For the rest of the 8,757 hours per year, people are managing their condition for themselves.

Diabetes prevalence has increased by nearly 60 per cent in the past 10 years and potentially this trend will continue at an alarming rate.

I can only imagine that the time the people spend with a healthcare professional will go down.

Powerful resource

Are we missing a trick? At a time when resources are stretched it is a crashing shame not to harness our most under used and powerful resource – the person or carer themselves.

There are 60 new indicators in the CCG Improvement and Assessment Framework.
One of the 60 said: “Number of people with diabetes diagnosed less than a year who attend a structured education course.”
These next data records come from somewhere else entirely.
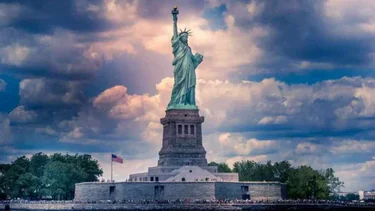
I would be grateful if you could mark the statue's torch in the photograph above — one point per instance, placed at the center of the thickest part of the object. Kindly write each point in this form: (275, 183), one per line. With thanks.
(175, 11)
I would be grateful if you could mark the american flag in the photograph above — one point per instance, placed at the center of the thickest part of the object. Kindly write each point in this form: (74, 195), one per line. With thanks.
(117, 159)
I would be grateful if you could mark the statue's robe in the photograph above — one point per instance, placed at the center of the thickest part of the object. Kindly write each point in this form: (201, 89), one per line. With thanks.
(184, 63)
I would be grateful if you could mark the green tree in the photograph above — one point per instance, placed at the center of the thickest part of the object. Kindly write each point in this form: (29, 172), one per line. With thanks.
(59, 179)
(221, 167)
(37, 163)
(43, 175)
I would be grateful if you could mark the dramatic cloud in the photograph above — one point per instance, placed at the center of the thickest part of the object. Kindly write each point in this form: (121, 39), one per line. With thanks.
(3, 85)
(5, 130)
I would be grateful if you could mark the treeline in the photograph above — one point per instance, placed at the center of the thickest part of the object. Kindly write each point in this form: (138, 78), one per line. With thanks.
(44, 176)
(303, 182)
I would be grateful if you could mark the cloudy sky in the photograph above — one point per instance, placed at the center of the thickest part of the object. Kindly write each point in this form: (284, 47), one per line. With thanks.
(278, 82)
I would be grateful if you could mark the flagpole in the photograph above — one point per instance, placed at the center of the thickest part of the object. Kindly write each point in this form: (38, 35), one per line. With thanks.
(111, 168)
Look again. It said “attend”. That’s a big deal.

It’s not a coincidence that, with the introduction of 11 QOF points to refer patients to education, there was an enormous leap in referrals from 15.9 per cent in 2012/13 to 75.8 per cent in 2014/15.

However, despite a dramatic upturn in referrals, the National Diabetes Audit 2014-15 said that only 5.9 per cent of people with type 2 diabetes and 1.9 per cent of people with type 1 diabetes “attended” patient education.

That’s a bit dispiriting for providers working hard to run courses.

We know that more people attend education than is being reported.
So what’s going on?

I’ll tell you where I think we should start. Look at how we get data on “attendance” into GP clinical systems.

If that data isn’t being captured, then it is not being submitted annually to the National Diabetes Audit and your CCG IAF is indicator is not going to improve.

However, even if we get the data capture right and we double or treble recorded attendance at structured education we still have a mountain to climb.

Having this as a CCG IAF indicator will certainly focus the mind.

But more importantly, we know that people with diabetes are likely to spend less time with a healthcare professional in the future.

Surely we should be ensuring that we tool people with diabetes and their carers with quality education and information to support themselves?

I would go as far to say it may be a moral imperative.